High-yield bonds, less formally known as junk bonds, are an interesting investment. They became popular in the 1980s when they were widely used for corporate takeovers. Investors turned to them when Wall Street firms touted research showing that high-yield bonds outperformed traditional bonds, on average.
"On average" is an interesting phrase because it can be used to hide investment realities. When the research was done, in the 1950s, high-yield bonds were mostly "fallen angels" or companies that had issued bonds when they were healthy and then fallen on hard times. Those high-yield investors were buying bonds in turnarounds.
In the 1980s, high-yield bonds financed unproven businesses and were issued for speculation.
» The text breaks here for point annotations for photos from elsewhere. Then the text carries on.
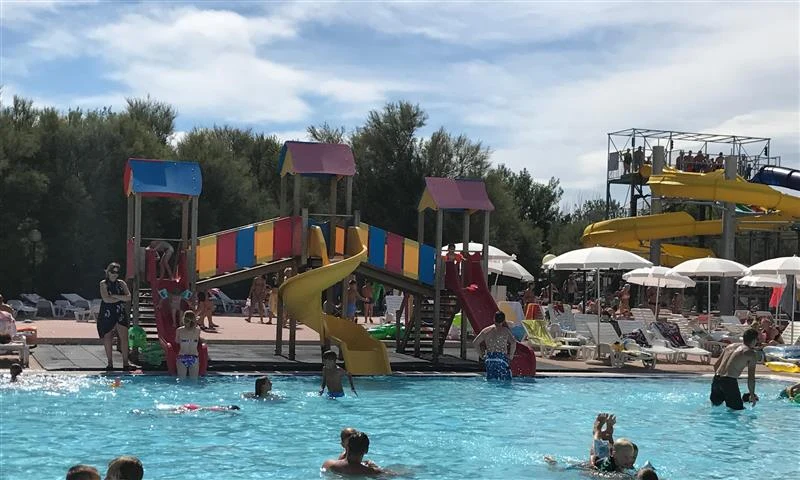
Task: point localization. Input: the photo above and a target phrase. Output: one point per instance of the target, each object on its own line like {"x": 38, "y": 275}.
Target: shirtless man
{"x": 734, "y": 359}
{"x": 499, "y": 345}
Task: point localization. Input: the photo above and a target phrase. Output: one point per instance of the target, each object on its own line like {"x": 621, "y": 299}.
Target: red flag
{"x": 775, "y": 298}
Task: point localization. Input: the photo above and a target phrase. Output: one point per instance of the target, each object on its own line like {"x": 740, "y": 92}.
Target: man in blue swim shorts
{"x": 498, "y": 345}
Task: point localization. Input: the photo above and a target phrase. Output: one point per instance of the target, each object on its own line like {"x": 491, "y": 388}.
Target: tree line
{"x": 61, "y": 174}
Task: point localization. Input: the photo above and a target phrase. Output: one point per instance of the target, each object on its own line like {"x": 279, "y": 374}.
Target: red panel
{"x": 282, "y": 240}
{"x": 226, "y": 252}
{"x": 394, "y": 253}
{"x": 130, "y": 266}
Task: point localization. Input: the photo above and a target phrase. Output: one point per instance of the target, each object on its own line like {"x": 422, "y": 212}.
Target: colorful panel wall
{"x": 264, "y": 242}
{"x": 427, "y": 260}
{"x": 245, "y": 247}
{"x": 394, "y": 253}
{"x": 377, "y": 251}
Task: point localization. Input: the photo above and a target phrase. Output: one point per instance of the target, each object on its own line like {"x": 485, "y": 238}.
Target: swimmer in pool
{"x": 788, "y": 392}
{"x": 353, "y": 463}
{"x": 15, "y": 370}
{"x": 263, "y": 390}
{"x": 191, "y": 407}
{"x": 332, "y": 376}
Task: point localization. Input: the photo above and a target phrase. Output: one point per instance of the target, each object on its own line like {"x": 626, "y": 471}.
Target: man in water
{"x": 734, "y": 359}
{"x": 498, "y": 344}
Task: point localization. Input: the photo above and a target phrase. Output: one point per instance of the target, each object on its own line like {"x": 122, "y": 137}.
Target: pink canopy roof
{"x": 455, "y": 194}
{"x": 309, "y": 158}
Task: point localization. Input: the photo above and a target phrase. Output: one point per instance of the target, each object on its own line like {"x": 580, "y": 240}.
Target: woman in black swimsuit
{"x": 113, "y": 317}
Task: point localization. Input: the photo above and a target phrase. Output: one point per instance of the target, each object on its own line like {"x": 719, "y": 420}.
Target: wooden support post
{"x": 298, "y": 184}
{"x": 417, "y": 302}
{"x": 292, "y": 337}
{"x": 465, "y": 241}
{"x": 191, "y": 265}
{"x": 332, "y": 243}
{"x": 282, "y": 200}
{"x": 184, "y": 225}
{"x": 437, "y": 290}
{"x": 421, "y": 227}
{"x": 304, "y": 238}
{"x": 279, "y": 327}
{"x": 485, "y": 253}
{"x": 137, "y": 234}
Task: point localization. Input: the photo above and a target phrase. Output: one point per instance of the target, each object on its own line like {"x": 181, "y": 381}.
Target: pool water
{"x": 427, "y": 428}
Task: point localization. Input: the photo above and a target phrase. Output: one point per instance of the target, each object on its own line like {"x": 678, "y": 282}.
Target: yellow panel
{"x": 410, "y": 258}
{"x": 207, "y": 257}
{"x": 265, "y": 238}
{"x": 339, "y": 242}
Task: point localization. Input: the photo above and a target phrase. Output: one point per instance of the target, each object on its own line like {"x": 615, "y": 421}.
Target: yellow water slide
{"x": 634, "y": 233}
{"x": 302, "y": 296}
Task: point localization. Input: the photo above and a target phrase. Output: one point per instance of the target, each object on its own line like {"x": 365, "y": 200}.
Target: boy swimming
{"x": 332, "y": 376}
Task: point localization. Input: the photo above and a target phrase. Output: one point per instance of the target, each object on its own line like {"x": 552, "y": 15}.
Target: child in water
{"x": 15, "y": 370}
{"x": 356, "y": 446}
{"x": 332, "y": 376}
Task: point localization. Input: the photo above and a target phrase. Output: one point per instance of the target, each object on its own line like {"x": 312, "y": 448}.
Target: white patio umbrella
{"x": 510, "y": 269}
{"x": 781, "y": 266}
{"x": 658, "y": 277}
{"x": 494, "y": 252}
{"x": 710, "y": 267}
{"x": 597, "y": 258}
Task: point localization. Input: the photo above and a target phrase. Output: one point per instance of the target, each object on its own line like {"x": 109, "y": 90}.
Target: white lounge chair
{"x": 19, "y": 345}
{"x": 22, "y": 309}
{"x": 228, "y": 304}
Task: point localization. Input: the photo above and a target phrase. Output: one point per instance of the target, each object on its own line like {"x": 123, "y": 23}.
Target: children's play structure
{"x": 326, "y": 248}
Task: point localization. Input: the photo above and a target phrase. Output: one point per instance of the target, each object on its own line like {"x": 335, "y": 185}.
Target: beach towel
{"x": 671, "y": 332}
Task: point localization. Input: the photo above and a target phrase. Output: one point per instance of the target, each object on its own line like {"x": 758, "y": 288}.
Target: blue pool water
{"x": 429, "y": 428}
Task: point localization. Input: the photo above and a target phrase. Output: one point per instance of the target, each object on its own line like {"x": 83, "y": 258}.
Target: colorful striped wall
{"x": 247, "y": 246}
{"x": 399, "y": 255}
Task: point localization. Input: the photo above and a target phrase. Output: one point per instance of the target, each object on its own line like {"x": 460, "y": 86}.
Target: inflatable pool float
{"x": 783, "y": 367}
{"x": 387, "y": 331}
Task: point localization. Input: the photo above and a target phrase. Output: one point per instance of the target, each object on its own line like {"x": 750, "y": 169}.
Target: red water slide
{"x": 479, "y": 305}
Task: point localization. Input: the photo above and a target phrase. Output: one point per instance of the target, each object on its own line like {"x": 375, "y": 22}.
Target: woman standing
{"x": 113, "y": 317}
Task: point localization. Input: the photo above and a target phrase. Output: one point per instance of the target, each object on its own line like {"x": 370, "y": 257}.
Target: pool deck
{"x": 238, "y": 346}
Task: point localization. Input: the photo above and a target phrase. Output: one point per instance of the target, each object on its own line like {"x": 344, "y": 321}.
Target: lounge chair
{"x": 669, "y": 331}
{"x": 81, "y": 308}
{"x": 40, "y": 303}
{"x": 607, "y": 336}
{"x": 22, "y": 309}
{"x": 227, "y": 304}
{"x": 654, "y": 347}
{"x": 538, "y": 336}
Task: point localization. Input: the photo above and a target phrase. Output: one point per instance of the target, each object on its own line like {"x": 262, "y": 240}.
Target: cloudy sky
{"x": 540, "y": 82}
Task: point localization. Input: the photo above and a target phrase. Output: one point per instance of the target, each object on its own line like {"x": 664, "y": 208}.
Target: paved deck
{"x": 67, "y": 345}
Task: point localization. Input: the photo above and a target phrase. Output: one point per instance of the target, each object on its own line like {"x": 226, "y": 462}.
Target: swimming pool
{"x": 437, "y": 428}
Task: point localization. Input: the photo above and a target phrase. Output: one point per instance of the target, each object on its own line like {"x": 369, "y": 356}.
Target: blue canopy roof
{"x": 162, "y": 178}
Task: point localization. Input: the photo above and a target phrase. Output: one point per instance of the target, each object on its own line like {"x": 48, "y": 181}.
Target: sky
{"x": 541, "y": 83}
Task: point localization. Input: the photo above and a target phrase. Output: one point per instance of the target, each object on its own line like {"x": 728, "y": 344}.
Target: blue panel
{"x": 164, "y": 177}
{"x": 245, "y": 247}
{"x": 427, "y": 260}
{"x": 326, "y": 230}
{"x": 377, "y": 247}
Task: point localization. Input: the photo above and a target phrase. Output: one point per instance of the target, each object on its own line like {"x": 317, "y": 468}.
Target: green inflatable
{"x": 137, "y": 338}
{"x": 386, "y": 331}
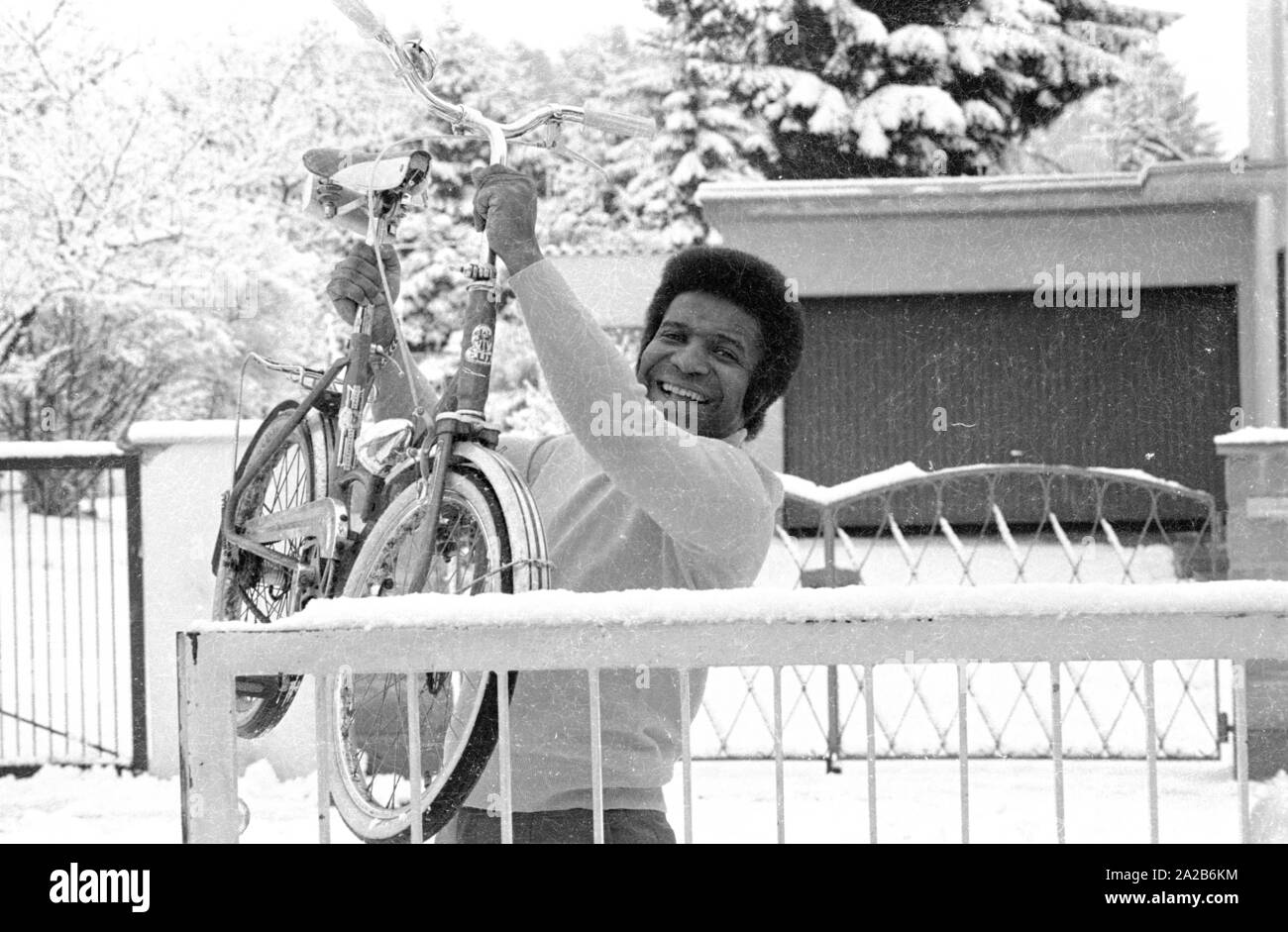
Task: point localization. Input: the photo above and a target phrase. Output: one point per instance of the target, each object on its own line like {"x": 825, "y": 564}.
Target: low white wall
{"x": 187, "y": 466}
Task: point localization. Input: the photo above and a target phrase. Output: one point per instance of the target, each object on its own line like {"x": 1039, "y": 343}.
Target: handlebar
{"x": 415, "y": 65}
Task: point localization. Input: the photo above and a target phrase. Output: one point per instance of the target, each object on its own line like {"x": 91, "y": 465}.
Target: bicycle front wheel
{"x": 249, "y": 588}
{"x": 458, "y": 708}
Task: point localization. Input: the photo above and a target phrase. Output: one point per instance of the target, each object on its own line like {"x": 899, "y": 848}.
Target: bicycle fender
{"x": 523, "y": 522}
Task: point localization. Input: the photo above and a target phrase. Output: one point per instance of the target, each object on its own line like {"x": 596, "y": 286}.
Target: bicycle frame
{"x": 331, "y": 520}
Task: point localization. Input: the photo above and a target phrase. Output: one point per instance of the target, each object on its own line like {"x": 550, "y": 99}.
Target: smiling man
{"x": 626, "y": 510}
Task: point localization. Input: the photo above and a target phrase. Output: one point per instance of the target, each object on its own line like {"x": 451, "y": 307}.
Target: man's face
{"x": 702, "y": 356}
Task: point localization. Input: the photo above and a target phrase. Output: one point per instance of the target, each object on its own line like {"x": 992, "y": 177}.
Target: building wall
{"x": 952, "y": 380}
{"x": 982, "y": 237}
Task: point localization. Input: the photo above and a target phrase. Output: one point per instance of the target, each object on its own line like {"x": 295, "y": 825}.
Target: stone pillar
{"x": 187, "y": 466}
{"x": 1256, "y": 486}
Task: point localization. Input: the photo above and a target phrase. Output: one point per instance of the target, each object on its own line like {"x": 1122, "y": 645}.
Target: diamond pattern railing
{"x": 975, "y": 525}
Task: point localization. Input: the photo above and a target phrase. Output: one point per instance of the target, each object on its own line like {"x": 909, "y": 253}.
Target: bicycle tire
{"x": 369, "y": 765}
{"x": 288, "y": 479}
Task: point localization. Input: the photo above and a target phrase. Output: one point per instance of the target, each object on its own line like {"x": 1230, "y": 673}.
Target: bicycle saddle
{"x": 352, "y": 168}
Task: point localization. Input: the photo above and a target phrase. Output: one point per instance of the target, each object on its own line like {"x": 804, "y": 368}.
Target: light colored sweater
{"x": 661, "y": 510}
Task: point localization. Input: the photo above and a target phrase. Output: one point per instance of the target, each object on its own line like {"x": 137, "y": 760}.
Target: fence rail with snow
{"x": 975, "y": 525}
{"x": 866, "y": 626}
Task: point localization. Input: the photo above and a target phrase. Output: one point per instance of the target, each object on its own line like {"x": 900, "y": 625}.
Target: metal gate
{"x": 906, "y": 527}
{"x": 71, "y": 606}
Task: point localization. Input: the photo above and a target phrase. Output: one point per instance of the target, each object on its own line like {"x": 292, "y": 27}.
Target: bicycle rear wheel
{"x": 249, "y": 588}
{"x": 458, "y": 708}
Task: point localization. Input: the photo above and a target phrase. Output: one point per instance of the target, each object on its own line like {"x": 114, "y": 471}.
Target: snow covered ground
{"x": 1012, "y": 801}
This was a classic example of confusing statistics with facts since the new bonds were much different than the ones studied.
Now, high-yield bonds are issued by highly leveraged companies like Dish Network (DISH) and troubled Ally Financial (ALFI), which was recently the only large firm to fail the Federal Reserve's stress test. The asset class includes both turnarounds and startups and defies an easy description.
Given the variety of high-yield bonds available, it might not be surprising to see that they trend with the stock market sometimes and act more like bonds at other times. The chart below shows iShares iBoxx $ High Yield Corporate Bond (HYG) with SPDR S&P 500 (SPY) on the left and with iShares Barclays 20+ Year Treasury Bond (TLT) on the right.
HYG (the black line in both charts) showed a strong correlation with SPY until early 2011. Since then, stocks have moved higher as HYG moved sideways. While not acting like stocks, HYG is also not acting like a bond investment right now.
It is also important to note that in the bear market that bottomed in 2009, TLT rose while HYG declined. Since 2011, HYG has been forming a large base while both stocks and bonds have seen significant uptrends.
Rather than relying on outdated thinking to understand high-yield bonds, the mistake made in the 1980s, we should consider why investors turned to the investment in recent years. For the most part, instead of thinking of them as stocks or bonds, investors probably view high-yield bonds as a source of income with HYG yielding more than 6.5%.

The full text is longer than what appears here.